UK banks warn of disadvantage amidst international deregulation
(Credit: William - stock.adobe.com)
Senior executives from HSBC and Barclays have warned Westminster that UK banks are being put at a significant disadvantage by “onerous” capital rules, losing ground to Wall Street rivals and the fast-growing private credit sector.
Speaking to the House of Lords financial services regulation committee, the bankers argued that lightly regulated private credit groups can operate more cheaply, fuelling 15% annual growth in that market.
Michael Roberts of HSBC highlighted a key regulatory disparity. He explained that a direct loan to a small or medium-sized enterprise (SME) attracts a 100% risk weighting for the bank.

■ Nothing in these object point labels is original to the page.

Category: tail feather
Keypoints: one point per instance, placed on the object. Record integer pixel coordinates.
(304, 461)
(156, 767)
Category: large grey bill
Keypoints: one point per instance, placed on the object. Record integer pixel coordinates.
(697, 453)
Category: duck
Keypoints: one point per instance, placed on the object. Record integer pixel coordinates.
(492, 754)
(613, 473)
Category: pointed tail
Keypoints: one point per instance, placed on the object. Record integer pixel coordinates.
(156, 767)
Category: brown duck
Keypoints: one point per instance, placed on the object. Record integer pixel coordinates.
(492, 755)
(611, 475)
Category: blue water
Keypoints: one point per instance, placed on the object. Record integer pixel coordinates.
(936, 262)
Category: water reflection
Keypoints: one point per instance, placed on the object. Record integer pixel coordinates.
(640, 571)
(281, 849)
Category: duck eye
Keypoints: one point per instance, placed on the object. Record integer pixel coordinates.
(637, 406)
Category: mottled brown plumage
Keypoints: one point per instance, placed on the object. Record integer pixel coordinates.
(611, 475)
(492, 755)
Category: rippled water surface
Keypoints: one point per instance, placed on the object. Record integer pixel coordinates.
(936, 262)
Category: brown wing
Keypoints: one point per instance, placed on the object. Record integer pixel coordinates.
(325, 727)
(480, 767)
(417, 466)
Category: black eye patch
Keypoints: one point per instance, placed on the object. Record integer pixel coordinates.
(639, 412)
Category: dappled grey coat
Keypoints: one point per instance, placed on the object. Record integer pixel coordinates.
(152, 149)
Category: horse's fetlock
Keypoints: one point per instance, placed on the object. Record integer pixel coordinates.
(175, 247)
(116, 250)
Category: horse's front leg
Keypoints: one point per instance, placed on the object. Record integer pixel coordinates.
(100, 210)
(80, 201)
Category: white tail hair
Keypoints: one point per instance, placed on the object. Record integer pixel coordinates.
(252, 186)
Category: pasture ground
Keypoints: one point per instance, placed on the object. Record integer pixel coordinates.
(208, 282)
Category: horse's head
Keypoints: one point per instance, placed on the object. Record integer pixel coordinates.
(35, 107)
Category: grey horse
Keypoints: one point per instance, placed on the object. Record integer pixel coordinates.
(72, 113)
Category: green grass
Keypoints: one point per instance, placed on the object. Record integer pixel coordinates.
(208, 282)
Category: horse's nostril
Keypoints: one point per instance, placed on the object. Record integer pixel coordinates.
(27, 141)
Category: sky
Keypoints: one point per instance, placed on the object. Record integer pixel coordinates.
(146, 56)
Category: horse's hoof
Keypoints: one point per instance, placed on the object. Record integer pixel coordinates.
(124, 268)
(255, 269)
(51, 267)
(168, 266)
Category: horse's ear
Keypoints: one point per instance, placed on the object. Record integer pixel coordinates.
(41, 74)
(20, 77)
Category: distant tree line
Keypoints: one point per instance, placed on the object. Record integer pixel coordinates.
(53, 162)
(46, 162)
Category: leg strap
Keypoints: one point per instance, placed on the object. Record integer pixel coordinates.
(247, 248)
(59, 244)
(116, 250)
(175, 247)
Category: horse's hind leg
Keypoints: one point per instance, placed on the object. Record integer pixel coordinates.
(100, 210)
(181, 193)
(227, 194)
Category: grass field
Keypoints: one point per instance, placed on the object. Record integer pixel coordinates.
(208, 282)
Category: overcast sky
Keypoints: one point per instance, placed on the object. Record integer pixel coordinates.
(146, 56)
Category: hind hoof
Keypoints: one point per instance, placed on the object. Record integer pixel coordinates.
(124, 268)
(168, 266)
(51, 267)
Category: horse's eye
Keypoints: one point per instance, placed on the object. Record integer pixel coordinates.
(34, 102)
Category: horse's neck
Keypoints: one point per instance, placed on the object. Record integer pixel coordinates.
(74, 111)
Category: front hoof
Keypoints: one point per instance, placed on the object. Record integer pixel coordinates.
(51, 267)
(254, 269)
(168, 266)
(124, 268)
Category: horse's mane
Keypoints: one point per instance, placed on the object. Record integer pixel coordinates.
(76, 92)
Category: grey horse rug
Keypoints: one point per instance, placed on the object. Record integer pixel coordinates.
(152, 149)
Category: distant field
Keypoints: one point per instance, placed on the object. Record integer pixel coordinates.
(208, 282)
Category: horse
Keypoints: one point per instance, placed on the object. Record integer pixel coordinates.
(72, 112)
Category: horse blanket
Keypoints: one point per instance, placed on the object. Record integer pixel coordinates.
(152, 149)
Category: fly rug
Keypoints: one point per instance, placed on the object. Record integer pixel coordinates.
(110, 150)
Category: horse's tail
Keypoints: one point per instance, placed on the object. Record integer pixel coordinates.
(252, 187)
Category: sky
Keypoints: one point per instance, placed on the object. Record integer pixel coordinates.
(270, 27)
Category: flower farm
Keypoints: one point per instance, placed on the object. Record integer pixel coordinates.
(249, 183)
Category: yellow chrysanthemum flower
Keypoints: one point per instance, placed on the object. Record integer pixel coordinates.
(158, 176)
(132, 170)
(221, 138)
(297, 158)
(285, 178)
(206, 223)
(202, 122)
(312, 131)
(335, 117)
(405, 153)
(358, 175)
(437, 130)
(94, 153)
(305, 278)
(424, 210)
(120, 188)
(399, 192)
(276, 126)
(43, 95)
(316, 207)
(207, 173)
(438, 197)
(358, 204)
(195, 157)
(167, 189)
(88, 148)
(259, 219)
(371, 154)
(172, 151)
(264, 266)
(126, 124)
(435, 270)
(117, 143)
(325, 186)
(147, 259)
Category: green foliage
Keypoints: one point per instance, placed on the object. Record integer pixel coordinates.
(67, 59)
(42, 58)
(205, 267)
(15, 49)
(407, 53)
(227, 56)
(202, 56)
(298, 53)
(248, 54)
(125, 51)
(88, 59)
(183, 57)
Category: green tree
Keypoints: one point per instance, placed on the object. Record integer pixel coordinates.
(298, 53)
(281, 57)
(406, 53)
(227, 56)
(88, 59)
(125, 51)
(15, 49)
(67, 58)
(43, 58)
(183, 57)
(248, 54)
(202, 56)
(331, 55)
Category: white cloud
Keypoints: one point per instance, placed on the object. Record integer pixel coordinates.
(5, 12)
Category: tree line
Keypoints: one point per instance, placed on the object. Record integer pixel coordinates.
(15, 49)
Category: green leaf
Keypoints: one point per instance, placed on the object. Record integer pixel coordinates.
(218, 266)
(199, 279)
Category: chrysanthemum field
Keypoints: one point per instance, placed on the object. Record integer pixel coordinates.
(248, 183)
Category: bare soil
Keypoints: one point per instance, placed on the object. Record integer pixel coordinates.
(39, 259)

However, if HSBC funds a private credit group to finance the same SME through a securitisation vehicle, the loan attracts only a 20% risk weighting, Financial Times reports.

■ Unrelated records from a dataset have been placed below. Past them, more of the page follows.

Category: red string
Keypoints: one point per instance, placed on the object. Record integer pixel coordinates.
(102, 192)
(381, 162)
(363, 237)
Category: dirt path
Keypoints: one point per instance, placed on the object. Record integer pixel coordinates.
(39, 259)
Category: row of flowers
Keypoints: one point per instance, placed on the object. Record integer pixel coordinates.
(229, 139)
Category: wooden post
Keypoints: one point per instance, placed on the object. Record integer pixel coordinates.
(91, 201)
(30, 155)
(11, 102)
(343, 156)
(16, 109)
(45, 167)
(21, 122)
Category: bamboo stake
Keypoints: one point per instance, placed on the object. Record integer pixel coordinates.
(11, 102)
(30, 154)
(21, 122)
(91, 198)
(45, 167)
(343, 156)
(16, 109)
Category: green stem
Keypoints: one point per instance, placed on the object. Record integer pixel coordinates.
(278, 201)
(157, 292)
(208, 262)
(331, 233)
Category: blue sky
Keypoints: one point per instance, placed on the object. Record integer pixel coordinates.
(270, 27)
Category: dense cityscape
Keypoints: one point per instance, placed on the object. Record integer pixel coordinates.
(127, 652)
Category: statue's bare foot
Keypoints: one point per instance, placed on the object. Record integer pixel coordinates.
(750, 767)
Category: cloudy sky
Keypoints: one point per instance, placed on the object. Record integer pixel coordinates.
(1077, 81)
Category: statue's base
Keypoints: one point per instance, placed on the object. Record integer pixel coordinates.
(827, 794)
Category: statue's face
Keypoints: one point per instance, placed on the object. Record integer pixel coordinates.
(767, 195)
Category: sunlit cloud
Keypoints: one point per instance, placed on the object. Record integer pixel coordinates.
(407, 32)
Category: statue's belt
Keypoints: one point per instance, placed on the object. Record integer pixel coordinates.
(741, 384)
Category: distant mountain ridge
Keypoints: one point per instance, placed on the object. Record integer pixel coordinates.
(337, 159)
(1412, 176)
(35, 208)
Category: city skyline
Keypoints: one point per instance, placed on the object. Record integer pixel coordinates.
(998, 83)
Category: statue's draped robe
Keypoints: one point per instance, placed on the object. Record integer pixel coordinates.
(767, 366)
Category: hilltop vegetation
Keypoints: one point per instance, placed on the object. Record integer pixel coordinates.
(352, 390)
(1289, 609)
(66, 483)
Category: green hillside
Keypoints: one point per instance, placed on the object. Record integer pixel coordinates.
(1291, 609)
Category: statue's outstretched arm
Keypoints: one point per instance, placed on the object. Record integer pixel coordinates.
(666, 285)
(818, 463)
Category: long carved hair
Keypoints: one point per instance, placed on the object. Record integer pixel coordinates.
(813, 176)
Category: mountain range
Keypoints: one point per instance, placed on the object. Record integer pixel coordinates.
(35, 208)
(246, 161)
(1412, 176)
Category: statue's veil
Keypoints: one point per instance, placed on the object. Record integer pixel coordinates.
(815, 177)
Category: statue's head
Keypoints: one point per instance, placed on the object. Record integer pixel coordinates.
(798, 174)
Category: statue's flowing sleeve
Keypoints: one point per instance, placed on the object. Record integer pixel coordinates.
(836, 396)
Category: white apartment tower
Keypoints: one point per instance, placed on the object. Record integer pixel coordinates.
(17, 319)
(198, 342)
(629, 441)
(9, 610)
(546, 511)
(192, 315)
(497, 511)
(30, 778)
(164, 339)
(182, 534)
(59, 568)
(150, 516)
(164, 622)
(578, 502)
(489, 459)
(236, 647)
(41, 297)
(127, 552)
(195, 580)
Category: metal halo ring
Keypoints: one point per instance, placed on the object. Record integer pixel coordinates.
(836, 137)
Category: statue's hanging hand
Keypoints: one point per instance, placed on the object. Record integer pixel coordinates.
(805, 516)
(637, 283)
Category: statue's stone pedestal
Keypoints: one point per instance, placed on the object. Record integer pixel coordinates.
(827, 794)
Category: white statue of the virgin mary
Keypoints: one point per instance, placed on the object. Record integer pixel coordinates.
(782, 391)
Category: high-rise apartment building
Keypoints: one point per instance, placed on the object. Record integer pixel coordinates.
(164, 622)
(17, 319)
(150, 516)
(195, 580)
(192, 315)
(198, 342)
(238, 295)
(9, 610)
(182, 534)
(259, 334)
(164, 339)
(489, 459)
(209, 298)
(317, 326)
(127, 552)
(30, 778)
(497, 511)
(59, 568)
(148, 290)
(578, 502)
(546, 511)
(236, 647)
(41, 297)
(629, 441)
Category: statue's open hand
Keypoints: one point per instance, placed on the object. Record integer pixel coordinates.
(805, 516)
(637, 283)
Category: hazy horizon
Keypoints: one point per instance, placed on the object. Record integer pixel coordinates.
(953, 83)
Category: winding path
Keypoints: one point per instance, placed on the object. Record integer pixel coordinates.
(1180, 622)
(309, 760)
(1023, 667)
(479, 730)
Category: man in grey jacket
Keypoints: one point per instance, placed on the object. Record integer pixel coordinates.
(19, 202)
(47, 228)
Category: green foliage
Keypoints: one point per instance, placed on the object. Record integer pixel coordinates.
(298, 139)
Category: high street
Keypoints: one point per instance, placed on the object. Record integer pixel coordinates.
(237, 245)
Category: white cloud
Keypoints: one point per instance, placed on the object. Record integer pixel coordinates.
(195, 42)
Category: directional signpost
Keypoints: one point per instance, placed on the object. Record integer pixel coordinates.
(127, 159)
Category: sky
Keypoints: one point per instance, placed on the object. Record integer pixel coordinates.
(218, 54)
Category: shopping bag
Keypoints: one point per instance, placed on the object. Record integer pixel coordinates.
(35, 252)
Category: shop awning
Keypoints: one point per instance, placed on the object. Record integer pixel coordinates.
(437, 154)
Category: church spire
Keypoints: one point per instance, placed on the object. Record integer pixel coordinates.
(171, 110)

This structure makes indirect lending five times more capital-efficient, despite concerns from regulators and bankers about the lack of oversight in the private credit sector, which has drawn parallels to the run-up to the 2008 financial crisis.
Stephen Dainton of Barclays pointed to the “vast scale” of US private credit giants like Blackstone and Apollo, urging regulators to scrutinise the sector more granularly.

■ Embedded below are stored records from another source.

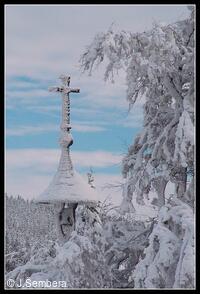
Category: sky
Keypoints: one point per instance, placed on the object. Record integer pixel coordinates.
(42, 42)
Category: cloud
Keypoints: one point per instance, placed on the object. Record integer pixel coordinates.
(39, 129)
(30, 130)
(29, 171)
(46, 160)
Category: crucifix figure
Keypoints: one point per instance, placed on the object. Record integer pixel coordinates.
(67, 189)
(66, 215)
(66, 139)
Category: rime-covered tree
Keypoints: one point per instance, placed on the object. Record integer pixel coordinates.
(159, 64)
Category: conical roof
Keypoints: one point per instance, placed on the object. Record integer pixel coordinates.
(69, 190)
(68, 186)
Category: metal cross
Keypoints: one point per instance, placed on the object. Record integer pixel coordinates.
(65, 90)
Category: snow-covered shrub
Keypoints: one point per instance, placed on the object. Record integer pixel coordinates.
(169, 258)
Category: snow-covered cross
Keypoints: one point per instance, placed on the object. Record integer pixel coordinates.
(65, 90)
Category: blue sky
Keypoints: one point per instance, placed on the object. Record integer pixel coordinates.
(42, 42)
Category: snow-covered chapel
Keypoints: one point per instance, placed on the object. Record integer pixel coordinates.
(67, 189)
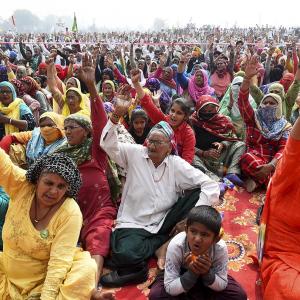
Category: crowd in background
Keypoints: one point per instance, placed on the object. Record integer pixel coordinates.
(144, 117)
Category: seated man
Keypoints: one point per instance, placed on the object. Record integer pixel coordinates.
(150, 206)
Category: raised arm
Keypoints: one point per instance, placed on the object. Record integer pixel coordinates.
(245, 107)
(292, 92)
(154, 113)
(98, 116)
(116, 150)
(51, 80)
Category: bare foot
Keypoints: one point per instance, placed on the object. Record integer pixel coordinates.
(100, 295)
(161, 255)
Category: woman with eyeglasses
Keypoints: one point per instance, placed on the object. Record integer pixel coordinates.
(177, 118)
(66, 99)
(229, 106)
(83, 146)
(267, 132)
(15, 115)
(44, 139)
(288, 97)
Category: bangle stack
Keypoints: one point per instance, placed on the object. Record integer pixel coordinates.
(273, 165)
(115, 118)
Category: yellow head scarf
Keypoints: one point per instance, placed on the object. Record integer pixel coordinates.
(84, 109)
(57, 119)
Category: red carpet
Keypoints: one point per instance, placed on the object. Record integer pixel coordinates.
(239, 208)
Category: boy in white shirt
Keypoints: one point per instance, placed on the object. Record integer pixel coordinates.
(196, 262)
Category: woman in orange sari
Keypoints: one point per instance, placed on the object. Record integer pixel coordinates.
(280, 226)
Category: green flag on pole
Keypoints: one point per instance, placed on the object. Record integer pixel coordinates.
(74, 26)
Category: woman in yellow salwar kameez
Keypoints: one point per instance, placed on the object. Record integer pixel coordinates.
(40, 259)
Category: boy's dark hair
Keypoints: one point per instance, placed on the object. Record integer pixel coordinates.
(183, 105)
(138, 113)
(206, 215)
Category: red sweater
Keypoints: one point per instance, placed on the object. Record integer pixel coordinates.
(184, 134)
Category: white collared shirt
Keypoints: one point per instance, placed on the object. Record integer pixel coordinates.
(149, 193)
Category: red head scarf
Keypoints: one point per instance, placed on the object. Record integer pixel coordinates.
(287, 80)
(169, 81)
(33, 86)
(20, 89)
(60, 72)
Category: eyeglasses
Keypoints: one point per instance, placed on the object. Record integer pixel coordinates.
(71, 127)
(155, 142)
(48, 125)
(275, 92)
(5, 92)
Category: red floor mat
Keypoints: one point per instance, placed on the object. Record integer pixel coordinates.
(239, 208)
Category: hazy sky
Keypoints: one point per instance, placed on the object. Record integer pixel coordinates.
(140, 14)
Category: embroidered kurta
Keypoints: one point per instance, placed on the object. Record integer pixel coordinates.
(42, 265)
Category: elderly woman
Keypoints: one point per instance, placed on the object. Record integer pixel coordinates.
(44, 139)
(177, 118)
(82, 145)
(166, 78)
(70, 101)
(221, 75)
(144, 221)
(267, 132)
(288, 97)
(195, 86)
(108, 91)
(229, 106)
(40, 232)
(280, 268)
(15, 116)
(32, 88)
(218, 151)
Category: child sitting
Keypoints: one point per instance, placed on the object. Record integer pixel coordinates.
(196, 262)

The banks’ lobbying effort has intensified as the Bank of England (BoE) reviews UK capital requirements (with results due next month) and as US regulators signal a major easing of rules for Wall Street.
The executives warned that UK authorities must not disadvantage UK banks if other nations diverge from the global Basel agreement on bank capital. Mr Roberts called for private credit groups to face disclosure requirements similar to those imposed on banks.